Дневник мой уже переполнен открытиями и соображениями, мыслями и наблюдениями, сделанными мною в Стране Дремучих Трав. Пора, давно пора передать его людям. Но как это сделать? Впереди — леса, пустыня и Великая Медленная река. Как мне с тяжелым дневником преодолеть их?

Этот вопрос вставал передо мною всякий раз, когда я заканчивал очередной листок. Но я отворачивался от этого вопроса, откладывал, все откладывал. Потом… как-нибудь, что-нибудь придумаю. А теперь откладывать больше нельзя. Пора!

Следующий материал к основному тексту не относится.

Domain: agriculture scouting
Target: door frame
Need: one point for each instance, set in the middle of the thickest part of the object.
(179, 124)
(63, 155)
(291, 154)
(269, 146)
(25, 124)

В эту ночь, лежа в спальном шелковом мешке (кокон гусеницы), я все к чему-то прислушивался, чего-то ждал, словно кто-то издалека мог подсказать ответ на мучивший меня вопрос. Но было все тихо кругом. Только слышно, как стучит, стучит сердце — маленькое сердце маленького человека.

Стало всходить солнце. Где-то далеко отсюда оно осветило теперь и мой городок. До него не добраться. Лучше всего идти к беседке, которая стоит по левой стороне дороги к морю. Люди, гуляя за городом или направляясь к морю, заходят в беседку. Наверное, она сохранилась до сего дня. Помню, там, рядом с беседкой, протекал маленький ручей. Теперь этот ручей превратился для меня в Великую Медленную реку. Как я переправлюсь через нее, не знаю. Но отправляться в путь надо!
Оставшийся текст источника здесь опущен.